Hi everone. I'm new here and wanted to introduce myself. 
I have 2, 11 month old Bengal kittens, Dash and Viggo. They are brothers. We've had them since they were 7 months old and other than being the most mischevious cats I've ever owned, they are a joy!!!
I'm hoping to learn alot here and hope to make some friends along the way!!!


----------



## dmcwlvssr (Apr 24, 2005)

welcome to the board! I am donna proudly owned by the incredible trio


----------



## kitkat (Sep 22, 2003)

Welcome to the forum. Is Viggo your cat named after the actor :?:


----------



## Drumstix (Jul 7, 2005)

Yes Viggo is named after Viggo Mortisson (Hope I spelled that right) and Dash is named after Dash in the Incerdibles. 
Viggo is the tough guy...doesnt like to be touched and Dash is the fun one...loving and just all around a great cat!!!
It's amazing how brothers can be so different in temperment.


----------



## SammyO (Nov 27, 2004)

Welcome! Can't wait to see pics!
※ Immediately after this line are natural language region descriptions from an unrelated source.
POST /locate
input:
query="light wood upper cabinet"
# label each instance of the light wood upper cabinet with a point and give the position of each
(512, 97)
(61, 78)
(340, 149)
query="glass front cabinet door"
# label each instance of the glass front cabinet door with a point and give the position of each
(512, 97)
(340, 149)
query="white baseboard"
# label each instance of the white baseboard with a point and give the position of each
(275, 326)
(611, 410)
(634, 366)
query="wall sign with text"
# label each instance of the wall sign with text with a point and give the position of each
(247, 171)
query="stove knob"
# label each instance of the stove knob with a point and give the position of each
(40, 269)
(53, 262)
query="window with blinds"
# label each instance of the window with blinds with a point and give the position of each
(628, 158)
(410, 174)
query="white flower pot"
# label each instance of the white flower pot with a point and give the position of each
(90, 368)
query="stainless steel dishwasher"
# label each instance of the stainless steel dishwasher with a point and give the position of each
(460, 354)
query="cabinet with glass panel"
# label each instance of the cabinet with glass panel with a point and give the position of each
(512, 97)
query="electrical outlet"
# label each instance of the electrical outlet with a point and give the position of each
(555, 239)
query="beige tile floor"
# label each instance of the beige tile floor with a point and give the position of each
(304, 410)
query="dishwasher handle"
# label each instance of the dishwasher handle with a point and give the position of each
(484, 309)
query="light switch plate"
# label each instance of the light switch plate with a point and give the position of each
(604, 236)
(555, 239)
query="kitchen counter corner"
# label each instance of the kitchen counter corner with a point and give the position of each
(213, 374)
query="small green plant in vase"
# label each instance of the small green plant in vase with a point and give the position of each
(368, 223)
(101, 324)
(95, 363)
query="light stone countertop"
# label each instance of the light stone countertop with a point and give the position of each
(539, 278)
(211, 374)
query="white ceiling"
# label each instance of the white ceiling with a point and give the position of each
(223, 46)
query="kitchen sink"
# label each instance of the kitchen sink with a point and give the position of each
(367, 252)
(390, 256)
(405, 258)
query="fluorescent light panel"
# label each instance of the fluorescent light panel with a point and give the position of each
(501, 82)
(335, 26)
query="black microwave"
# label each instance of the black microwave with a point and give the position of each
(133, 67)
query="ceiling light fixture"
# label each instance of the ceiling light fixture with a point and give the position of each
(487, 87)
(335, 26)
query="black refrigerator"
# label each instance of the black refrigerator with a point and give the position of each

Everyone here loves Bengal kitties!


----------



## Scribbles (Mar 17, 2005)

Howdy also hope to see you around and some pics of your bengals Sx


----------



## Mitts & Tess (Sep 4, 2004)




----------



## Padunk (Oct 20, 2003)

Welcome aboard... now, where are our pictures? :wink:


----------



## Zalensia (Aug 25, 2003)

Welcome


----------